Il ne s’agit pas de failles majeures, mais de désagréments à surveiller. En hiver, la recharge devient plus complexe en raison du préchauffage manuel de la batterie. Sur longs trajets, la puissance limitée à 130 kW impose des arrêts prolongés. À domicile, la capacité de 7,2 kW ralentit encore le processus, et l’absence de programmation pour limiter la recharge à 80 % est un manque notable.

Conclusion : un VUS électrique confortable, mais conservateur
Le Nissan Ariya Evolve+ e-4ORCE n’est pas un mauvais produit, loin de là. Son confort feutré séduira une clientèle en quête de douceur et d’espace familial. Mais face à une concurrence directe comme le Hyundai IONIQ 5 ou le Volkswagen ID.4, il se retrouve pénalisé par une recharge lente, une consommation élevée et un manque d’agrément de conduite.

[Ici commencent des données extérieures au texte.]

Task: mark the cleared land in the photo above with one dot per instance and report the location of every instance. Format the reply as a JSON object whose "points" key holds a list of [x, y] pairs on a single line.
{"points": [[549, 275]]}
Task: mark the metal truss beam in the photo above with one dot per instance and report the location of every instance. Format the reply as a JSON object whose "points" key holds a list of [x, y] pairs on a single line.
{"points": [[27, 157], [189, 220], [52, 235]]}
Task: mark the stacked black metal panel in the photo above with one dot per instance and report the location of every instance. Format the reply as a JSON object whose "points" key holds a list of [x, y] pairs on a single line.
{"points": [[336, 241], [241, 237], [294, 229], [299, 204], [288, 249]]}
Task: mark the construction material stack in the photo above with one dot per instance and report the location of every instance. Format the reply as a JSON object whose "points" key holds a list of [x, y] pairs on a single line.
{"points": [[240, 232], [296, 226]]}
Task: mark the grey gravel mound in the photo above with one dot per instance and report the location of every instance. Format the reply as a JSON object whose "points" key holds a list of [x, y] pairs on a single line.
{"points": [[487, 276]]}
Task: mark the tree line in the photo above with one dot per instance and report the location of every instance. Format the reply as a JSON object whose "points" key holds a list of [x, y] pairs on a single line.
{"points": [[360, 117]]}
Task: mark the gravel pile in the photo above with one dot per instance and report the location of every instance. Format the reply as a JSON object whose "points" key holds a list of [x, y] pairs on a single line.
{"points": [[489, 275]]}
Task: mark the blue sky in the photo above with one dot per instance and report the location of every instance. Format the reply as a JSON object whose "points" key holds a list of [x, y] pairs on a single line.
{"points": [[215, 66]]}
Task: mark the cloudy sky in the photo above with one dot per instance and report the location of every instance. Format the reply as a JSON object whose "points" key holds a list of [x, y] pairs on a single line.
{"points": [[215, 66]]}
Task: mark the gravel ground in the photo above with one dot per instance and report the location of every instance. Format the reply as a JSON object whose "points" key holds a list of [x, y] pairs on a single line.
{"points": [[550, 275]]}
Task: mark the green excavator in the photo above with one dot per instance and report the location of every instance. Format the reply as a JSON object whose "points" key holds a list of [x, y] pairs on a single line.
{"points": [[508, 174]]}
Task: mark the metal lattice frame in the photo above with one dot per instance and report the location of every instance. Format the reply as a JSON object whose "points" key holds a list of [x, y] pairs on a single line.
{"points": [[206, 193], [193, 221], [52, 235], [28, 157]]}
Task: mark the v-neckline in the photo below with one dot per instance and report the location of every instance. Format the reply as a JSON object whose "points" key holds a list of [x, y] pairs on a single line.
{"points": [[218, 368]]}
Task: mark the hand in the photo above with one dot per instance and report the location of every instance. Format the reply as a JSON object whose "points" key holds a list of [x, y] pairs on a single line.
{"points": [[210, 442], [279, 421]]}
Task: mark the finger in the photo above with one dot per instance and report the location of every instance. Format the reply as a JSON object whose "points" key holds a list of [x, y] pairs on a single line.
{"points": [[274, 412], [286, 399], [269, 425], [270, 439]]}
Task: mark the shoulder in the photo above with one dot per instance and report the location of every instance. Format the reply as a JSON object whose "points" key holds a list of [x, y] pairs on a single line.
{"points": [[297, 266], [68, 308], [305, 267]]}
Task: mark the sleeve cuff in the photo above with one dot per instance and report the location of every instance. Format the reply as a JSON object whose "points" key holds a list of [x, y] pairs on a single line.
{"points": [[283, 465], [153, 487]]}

La version essayée affichait un prix de 69 318 $. C’est élevé pour ce segment. En retirant l’option Premium à 4 200 $, la facture peut être allégée, mais le rapport qualité-prix reste discutable.
En somme, l’Ariya est une option fiable et rassurante, mais elle manque de dynamisme et d’efficacité énergétique pour se démarquer véritablement. À privilégier si vos trajets sont majoritairement urbains et que le confort prime sur le plaisir de conduire.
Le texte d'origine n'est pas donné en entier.